Heineken postępuje w tym samym duchu, podkreślając „ogromny wysiłek transformacyjny”, jaki poczynił w ostatnich latach, aby „zyskać elastyczność i lepiej dostosować się do nowych wymagań konsumentów”. Firma oferuje ponad 80 odmian i 30 marek, a w ciągu ostatnich 15 lat wprowadziła na rynek ponad 50 innowacji, takich jak radler, cydr, piwa niefiltrowane i drinki na bazie wina.
Korporacja Hijos de Rivera, właściciel Estrella Galicia, planuje również dywersyfikację swojego portfolio, dążąc do podwojenia obecnych przychodów.
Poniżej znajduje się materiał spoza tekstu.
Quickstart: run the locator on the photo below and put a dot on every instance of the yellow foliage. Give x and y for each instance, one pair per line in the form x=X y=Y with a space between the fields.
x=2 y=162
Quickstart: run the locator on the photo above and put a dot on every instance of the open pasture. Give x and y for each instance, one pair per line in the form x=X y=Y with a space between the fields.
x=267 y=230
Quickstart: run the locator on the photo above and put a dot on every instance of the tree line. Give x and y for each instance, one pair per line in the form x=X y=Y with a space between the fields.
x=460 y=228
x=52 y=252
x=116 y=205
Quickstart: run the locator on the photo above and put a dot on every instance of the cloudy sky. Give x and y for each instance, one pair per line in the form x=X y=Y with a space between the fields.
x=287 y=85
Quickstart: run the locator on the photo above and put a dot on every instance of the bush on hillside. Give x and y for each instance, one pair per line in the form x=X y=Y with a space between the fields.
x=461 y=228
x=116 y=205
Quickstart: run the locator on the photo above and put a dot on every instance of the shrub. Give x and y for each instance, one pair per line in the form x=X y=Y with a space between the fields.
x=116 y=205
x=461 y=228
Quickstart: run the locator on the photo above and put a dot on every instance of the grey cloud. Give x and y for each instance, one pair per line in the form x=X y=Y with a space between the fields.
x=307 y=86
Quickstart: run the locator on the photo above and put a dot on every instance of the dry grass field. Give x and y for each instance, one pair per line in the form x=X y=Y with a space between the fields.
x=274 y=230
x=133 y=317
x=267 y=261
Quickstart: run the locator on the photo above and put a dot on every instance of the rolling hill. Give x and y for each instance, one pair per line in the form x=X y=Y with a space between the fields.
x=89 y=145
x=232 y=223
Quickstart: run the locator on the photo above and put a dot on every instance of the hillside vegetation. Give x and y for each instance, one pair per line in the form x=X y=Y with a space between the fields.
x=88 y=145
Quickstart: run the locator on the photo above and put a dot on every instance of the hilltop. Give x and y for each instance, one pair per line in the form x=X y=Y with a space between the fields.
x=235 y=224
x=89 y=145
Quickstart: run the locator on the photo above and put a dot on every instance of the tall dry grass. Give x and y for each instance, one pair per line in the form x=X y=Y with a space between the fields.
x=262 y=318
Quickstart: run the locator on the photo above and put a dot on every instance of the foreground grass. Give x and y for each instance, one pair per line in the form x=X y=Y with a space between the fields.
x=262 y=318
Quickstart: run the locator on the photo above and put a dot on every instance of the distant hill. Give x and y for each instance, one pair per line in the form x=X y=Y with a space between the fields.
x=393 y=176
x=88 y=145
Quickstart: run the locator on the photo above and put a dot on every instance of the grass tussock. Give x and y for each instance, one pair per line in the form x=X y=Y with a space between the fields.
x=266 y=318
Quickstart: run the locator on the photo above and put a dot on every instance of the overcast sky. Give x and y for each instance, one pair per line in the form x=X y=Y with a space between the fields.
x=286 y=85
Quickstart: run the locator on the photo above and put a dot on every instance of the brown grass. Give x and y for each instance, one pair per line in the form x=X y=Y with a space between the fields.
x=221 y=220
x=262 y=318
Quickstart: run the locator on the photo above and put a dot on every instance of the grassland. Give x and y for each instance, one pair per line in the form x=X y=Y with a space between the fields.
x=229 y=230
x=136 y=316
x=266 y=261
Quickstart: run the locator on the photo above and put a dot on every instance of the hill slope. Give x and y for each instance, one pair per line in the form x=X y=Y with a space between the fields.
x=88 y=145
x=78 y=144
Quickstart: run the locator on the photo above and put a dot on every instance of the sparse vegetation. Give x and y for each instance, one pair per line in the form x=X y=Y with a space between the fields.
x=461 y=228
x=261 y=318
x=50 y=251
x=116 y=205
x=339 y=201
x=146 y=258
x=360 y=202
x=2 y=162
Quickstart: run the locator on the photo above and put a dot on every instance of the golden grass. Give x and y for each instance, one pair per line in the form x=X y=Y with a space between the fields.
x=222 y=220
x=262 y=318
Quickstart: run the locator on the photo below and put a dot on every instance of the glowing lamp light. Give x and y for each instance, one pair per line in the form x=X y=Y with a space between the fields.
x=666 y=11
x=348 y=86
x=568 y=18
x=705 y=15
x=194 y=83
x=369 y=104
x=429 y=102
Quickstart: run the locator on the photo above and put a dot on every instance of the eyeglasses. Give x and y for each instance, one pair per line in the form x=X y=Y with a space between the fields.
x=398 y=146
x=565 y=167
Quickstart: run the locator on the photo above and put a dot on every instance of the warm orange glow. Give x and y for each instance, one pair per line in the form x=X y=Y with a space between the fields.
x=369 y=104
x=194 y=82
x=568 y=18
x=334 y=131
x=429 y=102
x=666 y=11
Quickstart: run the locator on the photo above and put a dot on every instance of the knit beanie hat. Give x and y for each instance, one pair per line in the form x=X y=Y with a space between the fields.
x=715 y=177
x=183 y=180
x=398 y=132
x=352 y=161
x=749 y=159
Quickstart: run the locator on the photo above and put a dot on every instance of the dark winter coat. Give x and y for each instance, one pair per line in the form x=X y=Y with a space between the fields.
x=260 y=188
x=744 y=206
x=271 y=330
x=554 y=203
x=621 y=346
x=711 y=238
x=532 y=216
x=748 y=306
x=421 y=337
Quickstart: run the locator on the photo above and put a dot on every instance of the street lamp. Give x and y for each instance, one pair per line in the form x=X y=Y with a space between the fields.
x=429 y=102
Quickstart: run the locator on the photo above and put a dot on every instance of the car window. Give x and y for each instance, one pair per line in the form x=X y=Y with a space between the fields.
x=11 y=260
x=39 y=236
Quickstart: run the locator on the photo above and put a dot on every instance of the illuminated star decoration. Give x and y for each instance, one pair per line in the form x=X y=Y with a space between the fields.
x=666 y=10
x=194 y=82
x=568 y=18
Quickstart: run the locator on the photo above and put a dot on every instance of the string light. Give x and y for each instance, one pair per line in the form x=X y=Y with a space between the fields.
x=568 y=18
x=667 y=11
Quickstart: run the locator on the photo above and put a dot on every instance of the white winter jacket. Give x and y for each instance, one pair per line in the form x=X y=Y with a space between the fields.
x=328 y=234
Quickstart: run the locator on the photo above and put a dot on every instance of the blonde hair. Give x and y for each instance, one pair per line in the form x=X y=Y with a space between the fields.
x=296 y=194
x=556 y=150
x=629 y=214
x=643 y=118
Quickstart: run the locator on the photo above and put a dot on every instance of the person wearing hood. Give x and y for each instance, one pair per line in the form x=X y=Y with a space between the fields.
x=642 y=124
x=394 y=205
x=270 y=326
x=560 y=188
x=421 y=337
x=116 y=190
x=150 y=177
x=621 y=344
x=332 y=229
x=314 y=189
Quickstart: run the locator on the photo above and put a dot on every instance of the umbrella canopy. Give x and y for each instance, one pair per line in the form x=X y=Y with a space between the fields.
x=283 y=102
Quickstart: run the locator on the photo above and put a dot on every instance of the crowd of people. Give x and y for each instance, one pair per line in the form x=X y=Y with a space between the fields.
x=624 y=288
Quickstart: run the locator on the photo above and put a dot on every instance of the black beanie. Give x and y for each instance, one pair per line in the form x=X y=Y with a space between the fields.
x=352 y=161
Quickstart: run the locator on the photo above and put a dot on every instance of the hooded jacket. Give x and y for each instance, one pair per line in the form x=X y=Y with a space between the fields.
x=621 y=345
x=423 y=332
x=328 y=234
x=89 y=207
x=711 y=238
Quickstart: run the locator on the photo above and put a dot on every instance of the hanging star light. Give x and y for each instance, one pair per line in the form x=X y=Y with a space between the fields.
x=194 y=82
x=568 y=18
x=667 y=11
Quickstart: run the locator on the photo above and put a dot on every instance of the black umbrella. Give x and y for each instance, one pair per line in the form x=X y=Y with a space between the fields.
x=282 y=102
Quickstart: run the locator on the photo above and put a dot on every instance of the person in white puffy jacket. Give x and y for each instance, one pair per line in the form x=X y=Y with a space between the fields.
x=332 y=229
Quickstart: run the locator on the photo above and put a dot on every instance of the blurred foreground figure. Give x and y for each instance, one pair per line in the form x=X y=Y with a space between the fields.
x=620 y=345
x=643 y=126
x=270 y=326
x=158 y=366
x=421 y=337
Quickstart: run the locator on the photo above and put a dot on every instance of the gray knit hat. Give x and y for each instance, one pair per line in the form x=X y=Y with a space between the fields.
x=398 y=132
Oprócz obecnej działalności w zakresie piwa i wody, firma inwestuje już w bogaty portfel innych napojów, takich jak wina i kombucha (musujący napój herbaciany). W tym roku planują trzy premiery: napój bezalkoholowy, koktajl oraz „piwną niespodziankę we wrześniu”, jak podkreśliła firma w swojej prezentacji wyników finansowych. Planują zainwestować w napoje funkcjonalne, nowe linie napojów bezalkoholowych i wejść do świata alkoholi. Niech impreza trwa!